Enterprise
The ownership of land and control over funding have brought
opportunities for economic self-sufficiency and expansion
previously unavailable to aboriginal groups. This last decade has
seen the rapid growth of a free-enterprise economy among
Canada's aboriginals, especially in the cities. In 1995 there were
an estimated 18,000 aboriginal-owned businesses across Canada.
About 66 percent of aboriginal businesses were in the service
sector; 13 percent were in construction and related sectors.

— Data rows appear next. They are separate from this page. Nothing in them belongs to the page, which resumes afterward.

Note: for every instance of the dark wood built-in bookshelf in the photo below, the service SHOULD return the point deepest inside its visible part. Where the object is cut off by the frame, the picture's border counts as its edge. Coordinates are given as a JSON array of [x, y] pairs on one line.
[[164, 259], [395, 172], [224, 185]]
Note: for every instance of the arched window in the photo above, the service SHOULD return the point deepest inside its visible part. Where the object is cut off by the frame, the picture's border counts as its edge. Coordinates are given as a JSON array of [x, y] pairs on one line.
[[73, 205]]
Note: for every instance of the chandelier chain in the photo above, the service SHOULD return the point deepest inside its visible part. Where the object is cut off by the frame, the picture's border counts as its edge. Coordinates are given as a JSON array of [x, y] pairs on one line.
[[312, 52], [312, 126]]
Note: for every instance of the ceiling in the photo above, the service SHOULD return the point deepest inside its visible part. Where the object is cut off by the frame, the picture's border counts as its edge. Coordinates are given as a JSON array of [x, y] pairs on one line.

Another 12 percent were in the primary industries such as mining
and forestry, and 9 percent were businesses related to food
processing, clothing, furniture, publishing and other
manufacturing. One fast-growing area is aboriginal tourism, where
an insight is given into culture and environment. However,
employment and subsequent social problems (particularly among the
growing young population) are still rampant.
Each year the oil-rich aborigines get $32 million in petroleum
revenues. This upsurge in revenue would seem to bode well, but
migration from the still impoverished reserves to the city (which
began three decades ago) is on the increase, resulting in an
unskilled and impoverished underclass of aborigines in Canadian
cities and a subsequent increase in social fragmentation, greater
unrest and increased crime. Most of the aborigine newcomers to the
cities are young, and they are increasingly angry with the federal
government and their own leaders. With 60 percent of aboriginal
populations now city-based, there has also been the formation of
young street gangs . Such gangs have made a mark in
Winnipeg, which has the nation's biggest aboriginal urban
population.
The anger that the street gangs epitomize has risen
across native communities. Gang members complain about financial
and political corruption by their leaders; young people, who make
up more than half of the native population, say they are being
ignored by an uncaring federal government and ineffectual elders.
As a young native activist said recently, "Most of us have nothing
to lose, so we will do what we have to to have our voices heard."
Violence is inevitable, and flared up most notoriously with
an armed standoff between Mohawk militants and the Canadian
military at Oka in 1990
. Five years later there was trouble again at Gustafsne Lake in
the British Columbia interior and Ipperwash Provincial Park on the
shores of Lake Huron. Meanwhile, the white attitude to militancy
has hardened. Tough prison sentences are passed out to native
protesters who break the law, yet there is little punishment for
police officers who overstep the mark - in 1997, an Ontario
Provincial policeman was given two years of community service after
he was found guilty of criminal negligence in the fatal shooting of
an aborigine demonstrator at Ipperwash Provincial Park.